Enrique se interesó vivamente y anunció que iría a verla, por saber lo que costaba.
—Si mi madre me la regalara… —exclamó.
Pero el sentido de la realidad hizo, al menos por esta vez, acto de presencia junto a él.
—Después de lo de la expulsión, no me la regalará.
Celia y Maribel se acercaron al grupo.
—¡Hola, chicos!
—¡Hola!
Anastasio sintió de nuevo que el maldito rubor le subía por el rostro, y se puso la mano sobre los ojos como para protegerse del sol, para disimular.
Las chicas se sentaron junto a ellos. Maribel era feúcha. Su frente era un puro proceso volcánico de acné juvenil. Sus dientes, con tendencia a la evasión, estaban aherrojados por una armadura metálica que la obligaba a cecear, y sus hombros yacían cargados por invisible peso. Su organismo de mujercita iniciaba por aquel entonces con singular entusiasmo su desarrollo, desarrollo que ella procuraba púdicamente amortiguar echando exageradamente los hombros hacia adelante.
Anastasio la encontró divina.
—Yo me voy al agua —dijo Enrique, apenas las chicas se sentaron con ellos—. ¿Quién viene conmigo?

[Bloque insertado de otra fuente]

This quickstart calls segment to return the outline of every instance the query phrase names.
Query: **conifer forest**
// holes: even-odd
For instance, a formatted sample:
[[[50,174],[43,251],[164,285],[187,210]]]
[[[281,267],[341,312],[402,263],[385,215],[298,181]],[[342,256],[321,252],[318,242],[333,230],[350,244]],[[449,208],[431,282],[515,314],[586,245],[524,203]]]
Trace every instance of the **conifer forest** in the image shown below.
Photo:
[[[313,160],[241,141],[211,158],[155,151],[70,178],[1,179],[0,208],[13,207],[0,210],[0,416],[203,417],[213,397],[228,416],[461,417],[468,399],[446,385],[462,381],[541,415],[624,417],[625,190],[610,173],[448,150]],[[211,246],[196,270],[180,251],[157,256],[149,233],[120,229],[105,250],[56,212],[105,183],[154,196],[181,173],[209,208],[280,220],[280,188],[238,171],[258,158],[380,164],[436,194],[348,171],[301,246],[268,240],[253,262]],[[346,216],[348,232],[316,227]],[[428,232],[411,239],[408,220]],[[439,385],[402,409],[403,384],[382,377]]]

Pretendía escabullirse. Un extraño complejo le advertía yue estando sólo entre muchachos él era el jefe, el amo, el capitán. Pero ante Celia se sentía degradado a soldadito raso. La maniobra no salió como él quería, pues la única voluntaria para bañarse fue Celia.
—¿No viene nadie más? —preguntó alarmado.
—¿Tú no te bañas? —preguntó Maribel a Anastasio, muy bajito, casi en un susurro.
—No. Ya lo hice antes.
—Yo me quedo con Anastasio —contestó Maribel—. Prefiero quedarme aquí.
Y sin necesidad de más protocolo que esta pública renuncia al baño, quedaron selladas las relaciones amorosas entre Anastasio y Maribel.
Hablaron de mil fruslerías, se rieron por mil nimiedades, quedaron comprometidos a organizar una excursión en bicicleta a Epeleco Echevarri antes que Enrique saliera para Lecároz, y al despedirse, Maribel le apretó la mano con tal fuerza, que le hizo daño. Anastasio, poco ducho en tales efusiones, se volvió a ruborizar.
—Las chicas —sentenció Leopoldo— son como los tigres: o te los comes, o te comen.
Anastasio nunca había oído hablar de los tigres como elemento comestible, pero supuso que aquella frase profunda aludiría a uno de los muchos misterios que aún le quedaban por aprender del mundo del amor.
Y llegó a su casa, ingrávido como una llama, translúcido como un tul, desleído como un terrón de azúcar en agua de rosas. Cupido había hecho blanco en sus trece años con admirable puntería.